My husband (who is my ex-boyfriend) and I have been married for five (5) years now. I know it's too early to write about it but, hey, five years is five years. Today's generation seems to find it easy to get in and out of marriage. And besides, we've been boyfriends for six (6) years before we got married so that makes eleven (11) years of constant togetherness. Such a long time, I must say!


But anyhoo, after reading the article, I gave a long thought of how things are between us now. Yeah, we see each other everyday. We talk. We eat together. We do stuff together and all, but, are we really ok?


You see, my husband is kind'da frigid. Sometimes, I feel like he is ignoring me, like he doesn't care. Even when he was still my boyfriend (and up until now), we would often argue about it. He is not as spontaneous as he should be. Sometimes, I feel like he would prefer sleeping than talking to me. And that really infuriates me!


I, on the other hand, always find fault at everything. I would question him for not being spontaneous, for not talking to me, for not keeping the room clean, etc., etc., etc.! I will walk out on him when I am mad and ignore him completely. I am always at rage.

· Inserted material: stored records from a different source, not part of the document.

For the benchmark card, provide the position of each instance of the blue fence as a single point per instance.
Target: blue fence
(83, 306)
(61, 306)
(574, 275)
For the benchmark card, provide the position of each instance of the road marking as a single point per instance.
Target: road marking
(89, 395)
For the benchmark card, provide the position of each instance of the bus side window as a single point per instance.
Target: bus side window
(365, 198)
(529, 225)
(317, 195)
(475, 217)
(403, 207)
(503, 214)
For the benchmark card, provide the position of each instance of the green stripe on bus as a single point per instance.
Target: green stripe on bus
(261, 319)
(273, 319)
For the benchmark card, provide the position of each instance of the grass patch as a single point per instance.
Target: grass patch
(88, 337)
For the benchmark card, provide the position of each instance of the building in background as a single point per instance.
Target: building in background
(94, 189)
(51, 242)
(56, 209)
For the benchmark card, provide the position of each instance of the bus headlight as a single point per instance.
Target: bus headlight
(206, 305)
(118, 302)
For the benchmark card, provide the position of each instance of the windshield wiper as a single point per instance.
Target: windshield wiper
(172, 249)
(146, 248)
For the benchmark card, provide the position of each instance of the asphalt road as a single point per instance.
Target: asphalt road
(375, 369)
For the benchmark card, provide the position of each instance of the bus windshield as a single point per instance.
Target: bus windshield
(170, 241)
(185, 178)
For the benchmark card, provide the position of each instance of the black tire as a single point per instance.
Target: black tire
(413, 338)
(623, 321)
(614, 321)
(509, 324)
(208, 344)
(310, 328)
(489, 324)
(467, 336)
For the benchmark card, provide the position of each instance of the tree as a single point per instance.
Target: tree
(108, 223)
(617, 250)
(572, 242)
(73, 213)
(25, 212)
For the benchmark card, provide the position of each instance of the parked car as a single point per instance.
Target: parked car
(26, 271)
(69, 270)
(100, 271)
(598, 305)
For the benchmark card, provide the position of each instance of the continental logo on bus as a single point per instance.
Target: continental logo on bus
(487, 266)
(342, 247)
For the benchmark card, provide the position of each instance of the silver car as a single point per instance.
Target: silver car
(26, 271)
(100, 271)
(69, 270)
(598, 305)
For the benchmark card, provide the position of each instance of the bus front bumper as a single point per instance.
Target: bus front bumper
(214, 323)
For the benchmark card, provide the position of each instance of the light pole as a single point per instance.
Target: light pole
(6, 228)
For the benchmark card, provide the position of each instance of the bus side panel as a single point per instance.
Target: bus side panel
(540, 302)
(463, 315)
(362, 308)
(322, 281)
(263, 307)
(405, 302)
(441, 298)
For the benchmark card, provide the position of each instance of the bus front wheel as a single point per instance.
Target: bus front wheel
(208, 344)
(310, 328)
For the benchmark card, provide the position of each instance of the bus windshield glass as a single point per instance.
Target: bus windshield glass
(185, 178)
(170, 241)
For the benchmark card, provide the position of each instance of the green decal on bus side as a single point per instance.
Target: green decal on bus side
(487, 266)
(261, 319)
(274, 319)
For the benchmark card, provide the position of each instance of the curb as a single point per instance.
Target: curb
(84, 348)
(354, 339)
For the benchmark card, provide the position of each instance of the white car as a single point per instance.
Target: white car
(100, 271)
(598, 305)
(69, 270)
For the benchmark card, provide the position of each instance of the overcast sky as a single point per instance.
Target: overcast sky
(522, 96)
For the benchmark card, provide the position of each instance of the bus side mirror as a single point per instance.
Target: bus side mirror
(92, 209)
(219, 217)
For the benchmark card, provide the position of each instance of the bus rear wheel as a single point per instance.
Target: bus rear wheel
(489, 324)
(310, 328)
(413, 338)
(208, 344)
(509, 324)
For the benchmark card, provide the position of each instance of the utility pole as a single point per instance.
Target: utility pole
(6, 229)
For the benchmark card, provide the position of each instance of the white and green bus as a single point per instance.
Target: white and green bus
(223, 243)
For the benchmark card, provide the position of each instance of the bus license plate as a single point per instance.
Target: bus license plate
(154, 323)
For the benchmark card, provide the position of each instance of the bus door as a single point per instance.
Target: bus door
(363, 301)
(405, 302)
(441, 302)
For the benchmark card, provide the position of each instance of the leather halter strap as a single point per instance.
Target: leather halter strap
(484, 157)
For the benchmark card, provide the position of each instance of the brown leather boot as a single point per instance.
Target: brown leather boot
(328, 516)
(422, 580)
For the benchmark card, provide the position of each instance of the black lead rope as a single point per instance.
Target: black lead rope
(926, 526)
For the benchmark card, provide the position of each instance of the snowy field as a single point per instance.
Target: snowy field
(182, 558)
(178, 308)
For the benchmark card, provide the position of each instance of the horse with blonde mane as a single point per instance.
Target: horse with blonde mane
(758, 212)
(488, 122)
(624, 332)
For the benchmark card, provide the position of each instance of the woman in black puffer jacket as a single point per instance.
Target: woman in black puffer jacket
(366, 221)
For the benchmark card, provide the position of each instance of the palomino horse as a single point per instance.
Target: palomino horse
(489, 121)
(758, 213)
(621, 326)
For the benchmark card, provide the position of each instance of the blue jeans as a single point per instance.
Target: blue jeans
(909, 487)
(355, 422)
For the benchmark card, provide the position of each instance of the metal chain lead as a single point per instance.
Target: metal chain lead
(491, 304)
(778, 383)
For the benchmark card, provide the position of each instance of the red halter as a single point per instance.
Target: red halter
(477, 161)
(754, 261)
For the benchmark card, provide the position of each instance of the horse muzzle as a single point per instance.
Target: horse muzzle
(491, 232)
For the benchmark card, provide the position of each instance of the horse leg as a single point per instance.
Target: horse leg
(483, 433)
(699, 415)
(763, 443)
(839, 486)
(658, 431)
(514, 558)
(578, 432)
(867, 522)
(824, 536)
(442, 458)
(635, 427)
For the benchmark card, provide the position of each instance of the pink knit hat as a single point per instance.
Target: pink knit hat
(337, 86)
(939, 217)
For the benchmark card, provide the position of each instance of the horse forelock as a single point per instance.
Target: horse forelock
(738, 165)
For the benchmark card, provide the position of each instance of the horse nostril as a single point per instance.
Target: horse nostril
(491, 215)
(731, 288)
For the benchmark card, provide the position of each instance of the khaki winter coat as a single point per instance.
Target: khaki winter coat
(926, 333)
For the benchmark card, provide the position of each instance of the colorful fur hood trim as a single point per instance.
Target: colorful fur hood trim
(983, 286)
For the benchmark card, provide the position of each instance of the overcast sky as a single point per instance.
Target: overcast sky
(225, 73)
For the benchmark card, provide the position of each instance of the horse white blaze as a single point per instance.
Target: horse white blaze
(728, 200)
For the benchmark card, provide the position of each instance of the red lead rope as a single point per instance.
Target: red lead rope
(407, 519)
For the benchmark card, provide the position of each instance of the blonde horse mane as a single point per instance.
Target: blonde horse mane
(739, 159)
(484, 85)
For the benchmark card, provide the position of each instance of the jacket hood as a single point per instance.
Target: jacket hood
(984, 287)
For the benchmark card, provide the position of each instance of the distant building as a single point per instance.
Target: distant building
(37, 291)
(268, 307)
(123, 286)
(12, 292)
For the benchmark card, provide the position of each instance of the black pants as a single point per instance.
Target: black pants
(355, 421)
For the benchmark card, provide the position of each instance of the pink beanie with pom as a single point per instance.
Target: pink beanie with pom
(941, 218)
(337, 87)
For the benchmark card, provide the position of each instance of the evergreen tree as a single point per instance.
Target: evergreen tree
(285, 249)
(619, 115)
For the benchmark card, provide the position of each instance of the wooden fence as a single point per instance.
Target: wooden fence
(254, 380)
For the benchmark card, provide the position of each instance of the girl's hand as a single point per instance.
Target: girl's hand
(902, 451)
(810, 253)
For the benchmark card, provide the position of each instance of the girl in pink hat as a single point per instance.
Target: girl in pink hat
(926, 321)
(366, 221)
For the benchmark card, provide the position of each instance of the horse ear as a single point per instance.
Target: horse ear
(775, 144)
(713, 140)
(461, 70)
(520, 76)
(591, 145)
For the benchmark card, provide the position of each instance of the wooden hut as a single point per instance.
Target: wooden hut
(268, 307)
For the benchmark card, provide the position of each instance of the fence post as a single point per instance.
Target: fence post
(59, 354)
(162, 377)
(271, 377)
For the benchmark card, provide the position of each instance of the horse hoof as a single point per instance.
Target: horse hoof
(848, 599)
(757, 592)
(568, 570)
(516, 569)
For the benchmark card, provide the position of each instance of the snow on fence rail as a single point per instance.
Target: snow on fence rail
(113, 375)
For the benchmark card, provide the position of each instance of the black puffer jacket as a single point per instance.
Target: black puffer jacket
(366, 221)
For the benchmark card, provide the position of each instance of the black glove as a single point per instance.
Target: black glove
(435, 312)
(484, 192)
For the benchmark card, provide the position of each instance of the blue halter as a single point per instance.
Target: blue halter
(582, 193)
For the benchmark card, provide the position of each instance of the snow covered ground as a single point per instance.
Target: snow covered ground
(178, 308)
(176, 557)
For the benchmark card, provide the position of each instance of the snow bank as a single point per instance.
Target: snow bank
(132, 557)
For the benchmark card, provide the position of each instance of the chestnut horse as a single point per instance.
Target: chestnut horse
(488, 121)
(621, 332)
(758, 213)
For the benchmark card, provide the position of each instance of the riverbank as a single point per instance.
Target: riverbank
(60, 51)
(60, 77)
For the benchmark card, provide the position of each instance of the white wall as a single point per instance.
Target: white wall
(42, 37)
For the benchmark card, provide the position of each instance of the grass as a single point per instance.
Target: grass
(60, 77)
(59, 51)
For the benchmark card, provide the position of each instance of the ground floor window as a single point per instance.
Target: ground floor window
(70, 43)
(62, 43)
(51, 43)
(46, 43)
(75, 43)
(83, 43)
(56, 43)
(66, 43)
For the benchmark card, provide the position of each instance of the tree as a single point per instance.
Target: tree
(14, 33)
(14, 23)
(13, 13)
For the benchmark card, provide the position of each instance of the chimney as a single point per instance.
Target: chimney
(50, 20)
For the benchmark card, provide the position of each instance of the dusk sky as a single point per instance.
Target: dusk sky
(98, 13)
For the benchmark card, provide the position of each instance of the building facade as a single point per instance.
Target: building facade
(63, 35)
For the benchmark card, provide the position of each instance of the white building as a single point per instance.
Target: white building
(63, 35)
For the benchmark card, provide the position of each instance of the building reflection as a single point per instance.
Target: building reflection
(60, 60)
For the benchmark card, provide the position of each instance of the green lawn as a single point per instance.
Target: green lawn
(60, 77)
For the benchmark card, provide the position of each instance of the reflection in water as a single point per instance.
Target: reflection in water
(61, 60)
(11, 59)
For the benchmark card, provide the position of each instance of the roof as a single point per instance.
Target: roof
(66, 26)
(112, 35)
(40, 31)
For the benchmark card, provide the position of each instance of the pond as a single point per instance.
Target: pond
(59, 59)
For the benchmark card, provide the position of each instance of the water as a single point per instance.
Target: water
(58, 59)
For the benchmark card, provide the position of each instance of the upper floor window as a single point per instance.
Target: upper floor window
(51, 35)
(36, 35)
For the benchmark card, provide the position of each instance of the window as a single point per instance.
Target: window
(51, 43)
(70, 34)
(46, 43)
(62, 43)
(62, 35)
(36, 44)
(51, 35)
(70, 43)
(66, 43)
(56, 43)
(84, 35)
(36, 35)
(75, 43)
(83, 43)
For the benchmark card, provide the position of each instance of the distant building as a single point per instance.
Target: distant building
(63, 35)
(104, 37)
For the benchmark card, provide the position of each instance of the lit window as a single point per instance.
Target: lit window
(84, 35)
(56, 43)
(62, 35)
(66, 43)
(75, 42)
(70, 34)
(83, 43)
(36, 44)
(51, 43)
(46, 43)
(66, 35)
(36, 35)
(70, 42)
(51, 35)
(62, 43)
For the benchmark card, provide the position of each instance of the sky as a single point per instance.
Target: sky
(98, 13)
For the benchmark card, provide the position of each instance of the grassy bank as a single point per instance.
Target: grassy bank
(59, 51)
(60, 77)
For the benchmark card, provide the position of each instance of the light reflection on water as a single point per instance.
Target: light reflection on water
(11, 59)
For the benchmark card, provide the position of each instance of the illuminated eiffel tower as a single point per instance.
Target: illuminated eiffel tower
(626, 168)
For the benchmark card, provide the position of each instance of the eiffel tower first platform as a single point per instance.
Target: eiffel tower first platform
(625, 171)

But with all these differences, how do we make things work? I guess it's an unconscious effort for us. We have accepted and loved each other that we DECIDED to make things work, even without telling each other to do so. It's a mutual thing, I must say. We exert efforts in making things work...



We still go out on dates. We make it a point to spend time alone together. A movie, a dinner, an ice cream, an arcade, an out-of-town trip... whatever! Just as long as we go out and have fun together. Though for now we can't afford to be alone together because of Enzo, we still go out and date but this time, it's a triple date!


We still hold hands. While walking, lining up at the grocery's cashier or simply sitting down on our couch, we still hold each other's hands as much as we can. It has always been our way of communicating without words.


We still talk. One will talk, one will listen. No yelling. Whether or not we are fighting, that's how it is for us. We try to communicate as effectively as possible to avoid conflicts. We discuss practically almost everything. And we try not to humiliate each at all times, especially in front of other people.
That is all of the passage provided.